Anna Kendrick’s memoir acknowledges feelings but lives for the sass
At the very end of Scrappy Little Nobody, Anna Kendrick’s witty and frank memoir, she includes a “reading group guide,” a tongue-in-cheek parody of the food-for-thought discussion guidelines included at the end of certain literary fiction. They’re all pretty absurd, but one in particular nicely captures the general tone. “6. The book opens with the author’s mother wishing for a few stories in which Anna comes across as thoughtful and/or generous. Did Anna’s mother get her wish? Was there a single story where Anna didn’t seem eminently punchable?” That sense of self-deprecation to a fault permeates the entire book; it would be the entire text in its purest essence—were the follow-up question, “Is Anna a shady, basic bitch, or the shadiest, basic-est bitch?” not an equally exemplary sentence.

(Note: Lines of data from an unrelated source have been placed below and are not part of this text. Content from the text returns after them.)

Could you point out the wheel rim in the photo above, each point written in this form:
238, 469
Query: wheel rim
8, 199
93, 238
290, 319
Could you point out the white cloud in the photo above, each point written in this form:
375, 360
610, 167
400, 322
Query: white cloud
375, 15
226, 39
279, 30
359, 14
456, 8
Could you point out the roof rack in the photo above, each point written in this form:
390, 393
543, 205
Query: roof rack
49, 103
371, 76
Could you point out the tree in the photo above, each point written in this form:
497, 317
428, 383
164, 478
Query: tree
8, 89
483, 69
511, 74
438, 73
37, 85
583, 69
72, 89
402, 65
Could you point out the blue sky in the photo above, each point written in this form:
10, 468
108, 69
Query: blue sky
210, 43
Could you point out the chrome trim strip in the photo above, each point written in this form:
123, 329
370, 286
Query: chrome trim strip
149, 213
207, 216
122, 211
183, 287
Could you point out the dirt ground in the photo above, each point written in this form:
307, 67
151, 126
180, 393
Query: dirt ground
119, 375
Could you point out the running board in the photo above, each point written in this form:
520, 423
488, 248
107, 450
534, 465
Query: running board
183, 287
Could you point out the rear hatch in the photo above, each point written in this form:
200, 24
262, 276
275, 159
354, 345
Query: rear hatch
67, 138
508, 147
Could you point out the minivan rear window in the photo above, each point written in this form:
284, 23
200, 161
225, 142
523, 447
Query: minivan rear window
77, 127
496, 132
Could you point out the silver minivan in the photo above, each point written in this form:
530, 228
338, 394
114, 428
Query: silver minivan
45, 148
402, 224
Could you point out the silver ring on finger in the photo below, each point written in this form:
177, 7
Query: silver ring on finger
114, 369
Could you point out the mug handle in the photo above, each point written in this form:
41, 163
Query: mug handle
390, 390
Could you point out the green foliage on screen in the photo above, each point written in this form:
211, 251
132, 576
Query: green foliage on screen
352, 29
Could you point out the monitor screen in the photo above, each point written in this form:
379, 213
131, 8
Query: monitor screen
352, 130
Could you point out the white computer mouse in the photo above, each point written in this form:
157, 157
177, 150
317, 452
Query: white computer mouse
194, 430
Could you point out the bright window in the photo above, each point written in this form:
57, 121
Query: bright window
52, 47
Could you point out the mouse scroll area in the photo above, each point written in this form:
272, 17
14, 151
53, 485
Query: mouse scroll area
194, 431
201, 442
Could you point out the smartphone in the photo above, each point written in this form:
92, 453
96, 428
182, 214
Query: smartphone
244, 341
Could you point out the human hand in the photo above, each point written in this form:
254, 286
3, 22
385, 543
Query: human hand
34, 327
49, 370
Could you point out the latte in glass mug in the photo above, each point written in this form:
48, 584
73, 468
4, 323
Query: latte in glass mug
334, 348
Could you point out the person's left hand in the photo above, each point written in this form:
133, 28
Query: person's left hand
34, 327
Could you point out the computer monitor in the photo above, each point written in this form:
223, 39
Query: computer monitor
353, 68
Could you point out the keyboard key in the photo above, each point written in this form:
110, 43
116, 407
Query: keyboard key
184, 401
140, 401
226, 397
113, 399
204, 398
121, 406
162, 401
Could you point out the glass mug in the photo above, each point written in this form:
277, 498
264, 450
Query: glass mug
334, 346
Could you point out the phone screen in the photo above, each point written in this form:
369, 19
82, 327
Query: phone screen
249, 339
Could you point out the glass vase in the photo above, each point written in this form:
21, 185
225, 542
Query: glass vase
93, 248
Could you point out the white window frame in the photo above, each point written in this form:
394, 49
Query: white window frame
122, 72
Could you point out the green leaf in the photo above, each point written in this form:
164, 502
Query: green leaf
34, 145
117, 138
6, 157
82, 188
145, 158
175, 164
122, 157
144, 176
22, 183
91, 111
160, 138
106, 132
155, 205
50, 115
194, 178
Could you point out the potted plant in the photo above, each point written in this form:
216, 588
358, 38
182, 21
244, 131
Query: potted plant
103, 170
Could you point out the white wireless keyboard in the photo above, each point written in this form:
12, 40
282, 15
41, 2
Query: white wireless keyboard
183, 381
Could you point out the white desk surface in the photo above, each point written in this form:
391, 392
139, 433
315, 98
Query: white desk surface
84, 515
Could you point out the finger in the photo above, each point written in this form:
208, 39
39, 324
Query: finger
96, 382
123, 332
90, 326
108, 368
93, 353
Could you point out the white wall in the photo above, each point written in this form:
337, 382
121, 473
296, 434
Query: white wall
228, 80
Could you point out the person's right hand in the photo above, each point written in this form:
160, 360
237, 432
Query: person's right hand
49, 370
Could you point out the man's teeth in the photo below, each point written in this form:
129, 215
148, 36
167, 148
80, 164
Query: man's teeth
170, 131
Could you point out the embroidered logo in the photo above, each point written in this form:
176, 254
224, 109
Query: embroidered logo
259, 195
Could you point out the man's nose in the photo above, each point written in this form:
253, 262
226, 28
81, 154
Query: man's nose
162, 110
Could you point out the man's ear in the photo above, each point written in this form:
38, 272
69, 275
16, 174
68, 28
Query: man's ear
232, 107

Kendrick is the type of actor for whom the phrases “relatable” and “endearing” seem de rigueur at this point, which is really just a way of quickly establishing that she’s good at coming across like a normal human you might actually want to interact with in a social setting, as opposed to an overcompensating actor type that’s been coached to stay relentlessly on message. In late night TV appearances and goofy online videos, she’s consistently funny and quick-tongued, able to keep up with comedians and still maintain an air of approachable ordinariness. She’s very aware of how she comes across—Kendrick continually acknowledges the gap between how others see her and how she views herself—and has tried to put that self-awareness to good use in delivering her personal story honestly and humorously, while still breezing through any potentially painful memories with a quick joke and an “Anyways…” It’s a defense mechanism, as she herself admits, but it’s a winning one, both as a psychological tactic for keeping herself sane and a means of establishing a distinct comic voice which, at its best, approaches the breezily blunt truth of similar “mock yourself first and best before others get there” tactics from autobiographical humorists like Carrie Fisher.
Without explicitly saying so, Kendrick is continually wondering if she’s emotionally opening herself up effectively, mostly through good-natured parentheticals that play up her lack of egoism and sense of humor even as they function to cover her bases and prevent criticism. At one point, she acknowledges that an out-of-context excerpt could make her sound especially bad; at another, she scolds her mom for reading a chapter about losing her virginity (“If you’re seeing this, it’s your own fault!”). But these moments of postmodern fourth-wall-breaking end up being the most relatable parts of the whole book. The ways in which we all adjust our personalities on social media or in different settings are simply given a high-profile reworking by Kendrick, as she reveals the weird feeling of giving interviews about personal matters with people who aren’t her friends, to readers she’s never met. And rather than dispensing nuggets of wisdom about the “realities” of photo shoots or trying to remain detached as a means of retaining some “authentic” self, she simply dives in and reacts spontaneously and understandably to these larger-than-life situations.
Never is this more apparent than when she outlines why she abandoned efforts to be “nice” in her work. Pointing out the gendered double standard, she offers up the unpleasant but likely reality that “‘nice’ often means she did what we told her to, no questions asked… in the professional realm, the opposite of ‘nice’ is not ‘mean’; the opposite of ‘nice’ is ‘difficult.’” Being capable of putting forth a public face that isn’t arrogant or actively obnoxious isn’t the same thing as being willing to put up with crap, and though she doesn’t often linger on it, the small moments where she reveals a sharp tenacity and irritation with the odd fool or asshole make her come alive even more than the sections where she’s confessing yet another embarrassing incident. (Not that the embarrassing incidents aren’t charming: They’re incredibly endearing, and you get the sense she could have easily coasted through the whole book with nothing but a series of funny vignettes about awkward excerpts from her life.) What pushes the book into really strong territory is how she can let small details sneak in that convey a wider range of emotion; how she can be hapless and the underdog and yet still occasionally angry or mean or vindictive. It rings true, and the book is all the better for it.
The overwhelming majority of the book is the tale of an unusual life and oddball persona rising to fame, and it’s a damn entertaining one. Most of her history is told chronologically, with the occasional flash-forward or dry interjection (and a lot of commenting on her own stories as they unfold, in a tone both brash and apologetic). But when she reaches her arrival in L.A., Kendrick jumps gears, alternating between relationship woes and the bizarre nature of first encounters with fame. The stories are so fun and propulsive that you almost miss the fact she neatly sidesteps detailing the career steps that got her in the door to Twilight and other auditions in the first place. Up In The Air anecdotes begin at the end of filming, not prior to it. That decision may be frustrating to some, but it helps keep the book far away from the realm of “how to make it in Hollywood” narratives. Scrappy Little Nobody makes light of things both flighty and serious; it’s committed to fun above all else, and demonstrates why Kendrick, in her own voice, is a somebody worth reading.